The 'Next' Java

Joe Gregorio

I recently read Bruce Tate's Beyond Java in which he explores the idea of which language will rise supreme after Java. He ends up talking a lot about languages like Ruby and Python, and while that's nice to hear someone give these languages their due, I'm left wondering if the question is even valid. That is to say, I'm wondering if the core idea that there was one language which 'won', and the obvious implication that all the other languages 'lost', is true. If it's not true then the whole question of Java 'losing' at some point in the future and some other language 'winning' is just silly.

I think the real world is a lot more complex, and richer, than that.
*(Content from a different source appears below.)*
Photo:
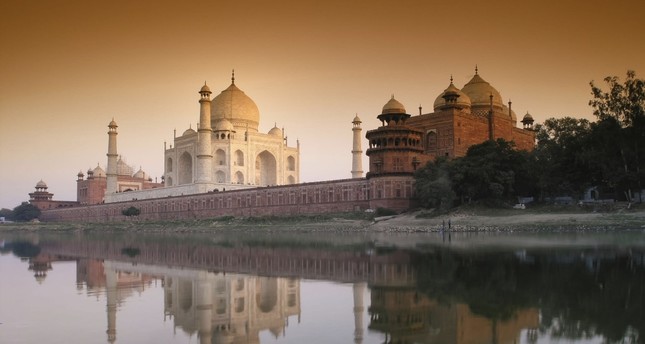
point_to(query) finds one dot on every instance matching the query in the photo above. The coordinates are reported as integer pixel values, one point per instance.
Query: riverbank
(463, 219)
For example, here are the languages I used to generate my slides for CASCON: Python, HTML, and CSS. Most projects I build with Robaccia include all those languages plus SQL and JavaScript.

Look at TIOBE, which really only measures hype around a language. It doesn't measure lines of code written in that language, programmer hours, or the value of all the products built with that language. The point is that there are lots of metrics by which you can judge a language and TIOBE only tracks popularity, and even then Java barely cracks the 25% mark over the past five years. (We'll leave the great TIOBE "adjustment" of 2004 for a later discussion.)

We don't live in a monolithic world, we never have, and we never will. My prediction isn't that Ruby or Python will be the next 'winner'. My prediction is that we'll see the same thing tomorrow as we see today: a frothing stew of languages competing for niches on an ever growing software landscape.